Then, U.S. immigration authorities detained and questioned at least 60 Iranians and Iranian-Americans at the Canadian border on Saturday, according to reports.

Some said they were detained for up to 10 hours, and that travelers who were not of Iranian descent were processed much faster.

The travelers were held at the Peace Arch Border Crossing in Blaine, Washington, and were questioned about their backgrounds and political views, according to the Council on American-Islamic Relations’ Washington chapter.

According to an email sent to Quartz by Mona Zabihian, a U.S. citizen born in Iran, “Amongst us anxiously waiting were children and pregnant women. ... There wasn’t enough seats for everyone so some were sitting on the ground.”
CAIR also indicated that an unnamed source at CPB said the Department of Homeland Security "issued a national order to CBP to 'report' and detain anyone with Iranian heritage entering the country who is deemed potentially suspicious or “adversarial."

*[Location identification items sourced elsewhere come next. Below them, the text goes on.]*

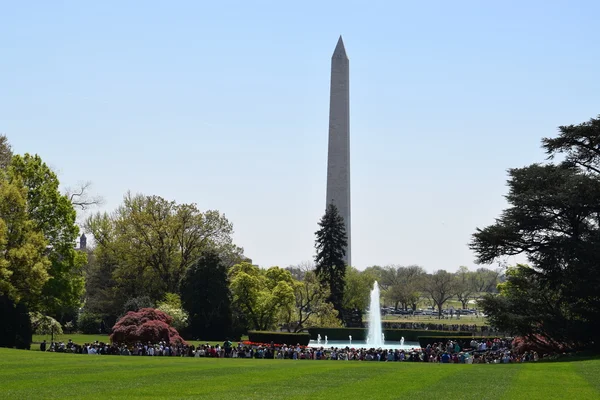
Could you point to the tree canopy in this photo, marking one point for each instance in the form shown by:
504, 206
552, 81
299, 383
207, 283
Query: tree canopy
554, 220
148, 243
206, 297
331, 243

“These reports are extremely troubling and potentially constitute illegal detentions of United States citizens,” Masih Fouladi, executive director of CAIR Washington, said in the statement. “We are working to verify reports of a broad nationwide directive to detain Iranian-Americans at ports of entry so that we can provide community members with accurate travel guidance.”

Customs and Border Protection claims the reports are false and said the holdup was due to the staff being bogged down due to heightened security.

In light of these events, organizers and watchdog groups are warning the public to know their rights when moving through airports. According to the American-Arab Anti-Discrimination Committee, travelers should be aware of the following:

No Warrant Required
  • Airport law enforcement is permitted to search you and your belongings and to interview you without a warrant or suspicion of illegal activity at any time.
  • If an officer searches and/or confiscates your laptop or cell phone, get a receipt for your property.

What Agents Can Ask
  • If you are a U.S. citizen or legal permanent resident (LPR), you cannot be denied entry into the U.S. for refusing to answer questions or to unlock your phone, laptop, or other electronics.
  • If you are a visa holder, you may be denied entry into the U.S. for refusing to answer citizenship questions or to unlock your phone or laptop.
  • If asked questions regarding your religion, political affiliation, sexuality, ethnicity, or nationality, you may choose to remain silent. Do not lie about anything!

Ask for a Lawyer
  • You must assert your right to legal representation.
  • Do not sign any papers without your lawyer present.

Keep Notes
  • Write down what you can remember. These notes should include the location and the names of the agents involved. Keep notes of the interaction.